Laying out the conditions in which he would consider exempting the antitrust commissioner from a forthcoming gas agreement, Economy Minister Arye Deri warned on Monday night that he does not intend to simply provide a “rubber stamp” on the divisive issue.
The signing of an deal among government officials and the country’s natural gas companies, slated to occur Thursday in the Security Cabinet, is contingent upon Deri’s willingness to activate Article 52 of the Antitrust Law, in which an economy minister can revoke the antitrust commissioner’s authority over a “restrictive agreement” due to reasons of foreign policy or security.
In a letter to Prime Minister Benjamin Netanyahu on Monday night, Deri expressed his concerns about rushing into activating such as article, as the clause has never been used in Israel’s history and because the Economy Ministry has participated directly in the natural gas deal.
“I do not intend to be used as a rubber stamp, and even if I do end up exercising my authority, I will do so only after delving into the details and hearing the stances and opinions of Knesset members and the general public,” Deri wrote.
Israel’s natural gas sector – and particularly the development of the Leviathan reservoir – has faced a stalemate since December, after Antitrust Commissioner David Gilo said he would review whether the dominance of the Delek Group and Noble Energy constitutes an illegal “restrictive agreement.”
Although gas from the 282-billion cubic meter Tamar reservoir, located about 80 km. off the coast of Haifa, has been flowing into Israel since March 2013, development of its neighboring 621-b.cu.m. Leviathan basin has been unable to proceed as a result of disagreements among government officials and the companies.
Aiming to bring an end to months of disputes and the development freeze, an interministerial team – from the Finance Ministry, the National Economic Council and the National Infrastructure, Energy and Water Ministry – presented the Delek Group and Noble Energy with an initial compromise outline on May 6. While government officials said that companies responded favorably at the time, Gilo announced on May 25 his forthcoming August resignation due to his divergence with the other officials on the outline’s terms.
The most recent version of the proposed compromise outline would require that the Delek Group’s subsidiaries Delek Drilling and Avner Oil Exploration exit the Tamar reservoir entirely, selling their assets there within six years.

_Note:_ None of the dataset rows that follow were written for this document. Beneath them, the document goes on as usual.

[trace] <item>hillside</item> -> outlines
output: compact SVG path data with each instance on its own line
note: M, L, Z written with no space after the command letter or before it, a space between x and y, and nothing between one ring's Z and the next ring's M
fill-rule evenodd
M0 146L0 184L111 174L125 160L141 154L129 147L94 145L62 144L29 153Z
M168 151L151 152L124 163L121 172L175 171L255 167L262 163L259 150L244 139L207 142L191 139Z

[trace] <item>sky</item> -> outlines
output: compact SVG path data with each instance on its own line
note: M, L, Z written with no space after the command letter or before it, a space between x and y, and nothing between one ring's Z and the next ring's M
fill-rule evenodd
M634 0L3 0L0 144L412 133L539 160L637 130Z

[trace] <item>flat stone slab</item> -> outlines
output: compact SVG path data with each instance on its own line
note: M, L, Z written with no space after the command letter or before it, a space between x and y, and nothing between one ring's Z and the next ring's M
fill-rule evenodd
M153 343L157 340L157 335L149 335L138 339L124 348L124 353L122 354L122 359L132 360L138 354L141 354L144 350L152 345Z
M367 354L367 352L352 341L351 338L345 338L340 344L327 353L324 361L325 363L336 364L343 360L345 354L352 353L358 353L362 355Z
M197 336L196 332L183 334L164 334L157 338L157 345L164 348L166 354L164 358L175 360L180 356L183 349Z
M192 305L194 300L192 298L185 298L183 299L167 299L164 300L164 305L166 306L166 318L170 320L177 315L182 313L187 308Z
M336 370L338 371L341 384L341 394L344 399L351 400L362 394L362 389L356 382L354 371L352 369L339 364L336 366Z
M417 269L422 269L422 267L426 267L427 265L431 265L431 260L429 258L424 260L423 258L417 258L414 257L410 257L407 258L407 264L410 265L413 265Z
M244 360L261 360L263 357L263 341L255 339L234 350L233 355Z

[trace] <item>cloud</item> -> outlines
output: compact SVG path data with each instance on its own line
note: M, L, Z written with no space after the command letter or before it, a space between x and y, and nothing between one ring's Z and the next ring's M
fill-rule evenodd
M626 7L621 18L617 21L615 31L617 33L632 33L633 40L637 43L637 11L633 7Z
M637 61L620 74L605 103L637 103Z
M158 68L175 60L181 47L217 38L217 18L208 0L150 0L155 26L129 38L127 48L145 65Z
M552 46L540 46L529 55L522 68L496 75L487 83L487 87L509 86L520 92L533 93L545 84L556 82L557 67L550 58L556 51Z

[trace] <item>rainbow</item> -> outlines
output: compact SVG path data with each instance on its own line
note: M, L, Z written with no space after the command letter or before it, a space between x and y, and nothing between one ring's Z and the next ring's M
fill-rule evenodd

Houston-based Noble Energy would only need to dilute its assets from its 36-percent share today to 25%, and could remain the basin’s operator.
Both companies would be required to sell their holdings in two much smaller offshore reservoirs, Karish and Tanin.
Unlike the previous draft of the compromise outline, which Gilo had supported, this version revoked a mandate that all of Leviathan shareholders market their gas to the Israeli market separately and posed weaker restrictions on Noble in Tamar.
In Deri’s letter to Netanyahu on Monday night, among the conditions that the economy minister demanded was the swift sale of both Karish and Tanin, in order to guarantee the quick entrance of new competition. The sale should ideally occur within a year and two months, with four more under the management of a trustee, he wrote.
In addition, the timetable in which Delek must sell its assets and in which Noble Energy must dilute its holdings in Tamar must be meticulously defined, according to Deri. He called the six-year period “reasonable,” noting that another year under the management of a trustee is also suitable.
“Beyond this, it will be difficult to create competition,” he said.
As far as the development of Karish and Tanin is concerned, Deri stressed the importance of ensuring that the reservoirs will actually have customers, by potentially reserving gas quotas for these basins and taking other measures.
In developing the Leviathan reservoir, a strict timetable for simultaneously building an additional gas intake pipeline is also crucial, in order to reduce the market’s current dependency on one such pipeline, Deri wrote. As far as the issue of marketing gas separately from Leviathan is concerned, the economy minister said that the government should reserve the option to mandate such a requirement after 10 years.
“If in another 10 years we see that there is sufficient competition in the industry, then we can allow the companies to continue marketing jointly, but there must be an examination showing that competition has developed in the industry,” Deri added.
The economy minister also called for the continued connection of factories to natural gas supplies, accompanied by joint solutions from the finance and economy ministries as to how to reduce the bureaucratic burden involved with doing so.
Lastly, Deri stressed that the price of natural gas must be “reasonable and matching global norms,” with a secure and certain gas market that attracts companies.
“Price stability will be preserved and will not rise unreasonably,” he said.
Reminding the prime minister that the government is now finalizing a gas agreement that will have impact for years to come, Deri emphasized the need to ensure that competition and benefits to the consumer are preserved.
“Without an adequate response to all of these points, it is not my intention to begin the process of activating Article 52,” Deri added.